For the zombie killed in the truck, Savini sculpted a face lay over and filled it with blood and sealed with a layer of dermwax for the zombie actress (Savini, 1983). The effect was for a zombie who was shot in the head with an exit wound in the face (Savini, 1983). In Day of the dead, there are slight differences in the appearance of the zombie, the only notable difference came in the green color which emphasize the vestiges of decomposition (Savini, 1983). The development of zombies also came in speech as one zombie manifested the ability of speech (Rubenstein & Romero, 1985).
Nonetheless, the film still takes pride in the advanced special effects. In a different note, the 80s saw a decline on zombie films, however there are some satirical innovations that proved to be arguable developments such as Return of the Living Dead (Fox, Henderson & O’Bannon) where zombies are shown to have a hunger for human brains, this garnered some recognition, most notably on an episode of The Simpsons Halloween special. The breakthroughs of modern technology in special effects and other cinematic techniques became a big help in developing zombies far better than they last appealed viewers.
For nearly 2 decades, the zombie film was in hibernation, however, recent productions such as the movie adaptations of Resident Evil, Silent Hill, and I am Legend revitalized the zombie film. The motion picture resident evil utilized computer generated imaging technology to some extent, but most of the furnishings for the zombies are done with make-up (Anderson, 2002). The motion picture gives a new approach to zombies as some of them wielded weapons such as the hatchet held by the first zombie who appeared (Anderson, 2002).
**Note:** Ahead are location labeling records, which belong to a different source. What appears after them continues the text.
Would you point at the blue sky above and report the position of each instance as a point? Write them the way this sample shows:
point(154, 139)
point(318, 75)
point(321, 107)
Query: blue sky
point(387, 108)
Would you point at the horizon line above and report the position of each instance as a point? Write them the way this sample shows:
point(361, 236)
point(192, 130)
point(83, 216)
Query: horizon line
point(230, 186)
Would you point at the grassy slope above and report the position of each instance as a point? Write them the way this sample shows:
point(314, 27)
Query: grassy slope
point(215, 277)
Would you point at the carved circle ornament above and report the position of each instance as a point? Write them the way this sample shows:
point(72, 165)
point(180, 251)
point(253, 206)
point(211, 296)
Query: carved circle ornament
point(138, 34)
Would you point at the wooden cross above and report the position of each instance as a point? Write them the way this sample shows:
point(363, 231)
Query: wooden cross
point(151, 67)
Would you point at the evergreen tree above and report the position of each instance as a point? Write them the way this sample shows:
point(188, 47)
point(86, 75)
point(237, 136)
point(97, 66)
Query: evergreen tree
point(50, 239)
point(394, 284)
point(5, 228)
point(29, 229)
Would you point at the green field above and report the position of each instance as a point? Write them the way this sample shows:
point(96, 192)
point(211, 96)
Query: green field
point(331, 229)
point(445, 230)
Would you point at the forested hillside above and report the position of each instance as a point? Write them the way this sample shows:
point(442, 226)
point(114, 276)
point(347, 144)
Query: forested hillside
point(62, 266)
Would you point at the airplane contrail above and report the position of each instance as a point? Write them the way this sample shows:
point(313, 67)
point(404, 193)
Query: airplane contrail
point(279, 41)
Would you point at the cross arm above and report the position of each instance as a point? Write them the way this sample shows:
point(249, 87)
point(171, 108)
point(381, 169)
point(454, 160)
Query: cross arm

Another groundbreaking addition in resident evil is the zombie dog which is a total departure from the usual human undead (Anderson, 2002). The sequel to the first Resident Evil film brought about fresh ideas in zombie films wherein sophistication and advanced movements such as climbing stairs and opening doors have become part of zombie abilities. The introduction of the super zombie Nemesis is also a first, since the aforementioned can wield heavy armaments such as gattling guns and missile launchers, and it can also filter its victims via a remote controlled targeting system (Witt, 2004).
Zombies on film have progressed since its humble beginnings in White Zombie, and most motion pictures serve as testimony to the immortality of the zombie as an element in horror. The extensive innovations in make-up and special effects applications has given rise to evolution of zombies on cinema, from simple mindless speechless individuals, to decapitated decomposing flesh hungry monsters, to weapon wielding, stair climbing semi-intelligent beasts, the film industry has done a great job in revolutionizing an idea that seem to be lame and childish. Moreover, the advent of modern technology has also aided the evolution of zombies on film.